A townhouse I seriously considered buying had the master suite as the only room upstairs; the other bedrooms and the public areas were downstairs, which seemed like a good setup, however, the master bedroom had an opening in one wall above the kitchen, overlooking the living room. That opening meant that the master bedroom had a view of the living room and people in the living room could look up into the master bedroom. Also, the stairs to the master were a spiral staircase, so the only way to get a bed up there would be to hoist it through the opening in the wall above the kitchen.
I saw several condos that included a split bathroom: the toilet and shower/tub were in a room with a door and the vanity was outside in the hallway. It's the sort of setup you see a lot in hotels and sort of made sense if you were attempting to share a bathroom with several people, but invariably, they all had light carpet in the hallway that ran right up to the bottom of the sink. I couldn't imagine how much water had been spilled on that carpet. I think the weirdest part of this one was how many condos seemed to have this. I'd never given much thought to it before but after seeing five or six in a row, it became a major point on the "no need to see more" list I had.
A friend of mine has a house that has a really weird feature.
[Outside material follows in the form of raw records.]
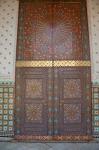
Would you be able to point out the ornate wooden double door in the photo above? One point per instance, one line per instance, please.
(53, 90)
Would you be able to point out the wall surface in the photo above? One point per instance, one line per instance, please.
(93, 18)
(8, 36)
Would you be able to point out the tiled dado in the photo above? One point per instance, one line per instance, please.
(6, 108)
(95, 112)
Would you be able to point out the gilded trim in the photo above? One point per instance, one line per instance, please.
(71, 63)
(59, 63)
(53, 138)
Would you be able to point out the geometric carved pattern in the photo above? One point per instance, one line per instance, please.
(33, 112)
(55, 101)
(34, 88)
(33, 101)
(38, 31)
(72, 113)
(72, 88)
(6, 109)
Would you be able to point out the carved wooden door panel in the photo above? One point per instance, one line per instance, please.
(53, 90)
(72, 81)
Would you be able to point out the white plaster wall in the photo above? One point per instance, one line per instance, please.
(8, 34)
(93, 18)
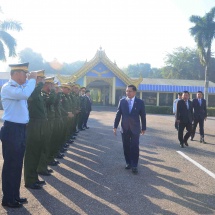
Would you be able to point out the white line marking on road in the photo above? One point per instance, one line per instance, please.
(197, 164)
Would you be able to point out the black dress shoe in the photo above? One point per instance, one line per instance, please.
(21, 200)
(45, 173)
(134, 170)
(70, 141)
(66, 145)
(11, 204)
(127, 166)
(186, 144)
(50, 170)
(60, 156)
(34, 186)
(41, 182)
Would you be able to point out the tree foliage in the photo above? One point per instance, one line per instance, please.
(36, 62)
(203, 32)
(7, 42)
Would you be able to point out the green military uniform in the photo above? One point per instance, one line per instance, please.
(57, 138)
(65, 108)
(36, 135)
(83, 107)
(49, 101)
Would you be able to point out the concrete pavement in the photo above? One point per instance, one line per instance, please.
(92, 179)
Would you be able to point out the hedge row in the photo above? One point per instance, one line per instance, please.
(168, 110)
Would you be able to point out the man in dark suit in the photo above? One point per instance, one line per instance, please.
(131, 109)
(200, 115)
(184, 118)
(88, 108)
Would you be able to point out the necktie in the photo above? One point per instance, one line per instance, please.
(187, 105)
(129, 105)
(200, 102)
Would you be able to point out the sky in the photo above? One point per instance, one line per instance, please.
(130, 31)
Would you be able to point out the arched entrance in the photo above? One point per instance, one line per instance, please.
(99, 92)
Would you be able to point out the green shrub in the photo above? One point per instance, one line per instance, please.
(211, 111)
(168, 110)
(159, 109)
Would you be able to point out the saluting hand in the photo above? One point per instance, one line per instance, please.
(70, 114)
(32, 75)
(114, 131)
(142, 132)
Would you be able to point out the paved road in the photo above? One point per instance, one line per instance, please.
(92, 179)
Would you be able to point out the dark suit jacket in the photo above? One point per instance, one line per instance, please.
(88, 104)
(199, 111)
(183, 114)
(131, 121)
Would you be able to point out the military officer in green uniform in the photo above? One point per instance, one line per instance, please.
(36, 135)
(66, 110)
(57, 134)
(83, 106)
(49, 97)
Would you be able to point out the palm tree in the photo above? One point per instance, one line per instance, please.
(204, 33)
(6, 40)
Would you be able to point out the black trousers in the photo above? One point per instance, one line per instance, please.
(197, 121)
(131, 147)
(181, 128)
(86, 117)
(13, 137)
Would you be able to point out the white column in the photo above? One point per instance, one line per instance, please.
(158, 98)
(141, 95)
(85, 81)
(113, 91)
(110, 94)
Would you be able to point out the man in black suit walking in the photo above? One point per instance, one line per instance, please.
(184, 118)
(131, 109)
(88, 108)
(200, 115)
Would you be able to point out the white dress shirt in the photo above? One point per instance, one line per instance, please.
(14, 100)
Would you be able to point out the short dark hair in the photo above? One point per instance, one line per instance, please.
(133, 87)
(185, 91)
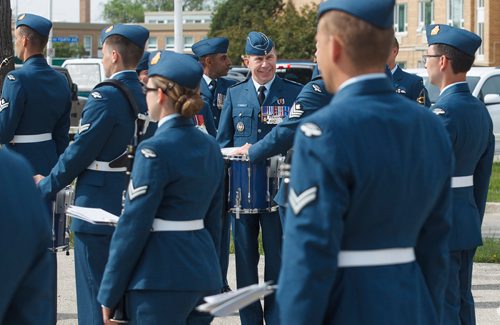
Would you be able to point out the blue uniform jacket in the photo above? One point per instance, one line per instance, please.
(35, 100)
(311, 98)
(411, 86)
(216, 102)
(376, 168)
(240, 119)
(179, 183)
(106, 128)
(471, 133)
(25, 235)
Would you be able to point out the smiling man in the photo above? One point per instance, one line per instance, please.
(244, 119)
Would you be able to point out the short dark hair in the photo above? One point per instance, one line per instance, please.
(366, 45)
(460, 62)
(130, 53)
(37, 41)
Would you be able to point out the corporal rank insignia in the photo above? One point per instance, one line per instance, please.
(298, 202)
(83, 128)
(136, 192)
(96, 95)
(438, 111)
(148, 153)
(240, 127)
(273, 114)
(296, 111)
(310, 130)
(3, 104)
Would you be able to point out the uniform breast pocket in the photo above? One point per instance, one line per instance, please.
(242, 119)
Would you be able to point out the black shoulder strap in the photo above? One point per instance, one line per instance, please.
(125, 91)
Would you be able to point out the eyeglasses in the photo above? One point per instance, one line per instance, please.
(425, 57)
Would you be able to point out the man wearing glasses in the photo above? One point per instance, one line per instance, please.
(448, 59)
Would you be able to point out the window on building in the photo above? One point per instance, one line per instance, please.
(169, 42)
(87, 45)
(152, 43)
(455, 10)
(188, 41)
(400, 22)
(425, 14)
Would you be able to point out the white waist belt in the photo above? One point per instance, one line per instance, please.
(103, 166)
(462, 181)
(376, 257)
(33, 138)
(169, 225)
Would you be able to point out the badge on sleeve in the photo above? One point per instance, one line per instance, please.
(148, 153)
(136, 192)
(96, 95)
(438, 111)
(240, 127)
(298, 202)
(310, 130)
(3, 104)
(316, 88)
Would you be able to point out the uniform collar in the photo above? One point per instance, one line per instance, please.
(114, 75)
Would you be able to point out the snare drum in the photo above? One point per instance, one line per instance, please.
(252, 186)
(60, 230)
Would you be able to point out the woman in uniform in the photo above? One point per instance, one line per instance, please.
(164, 252)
They have a round alcove off their living room that they use a breakfast nook, which is really cool, and from the outside it looks like it's inside a turret that goes up higher than the house with a pointed roof. I assumed it was just an attractive feature and didn't think much of it, until one day I went to visit and when I made it to the living room, my friend was hanging upside down from a trap door in the ceiling of the breakfast nook. When I questioned him, he came down and gave me a tour: turns out there's a whole second floor of the turret, but it can only be accessed by climbing through the back of the upstairs linen closet and creeping down a long, low-ceiling-ed hallway. They cut the trap door in it so they could do the finish work on it to turn it into a playhouse sort of thing and it's got carpeting and drywall and wall sconces and it's furnished almost entirely with beanbags so it's a perfect reading room.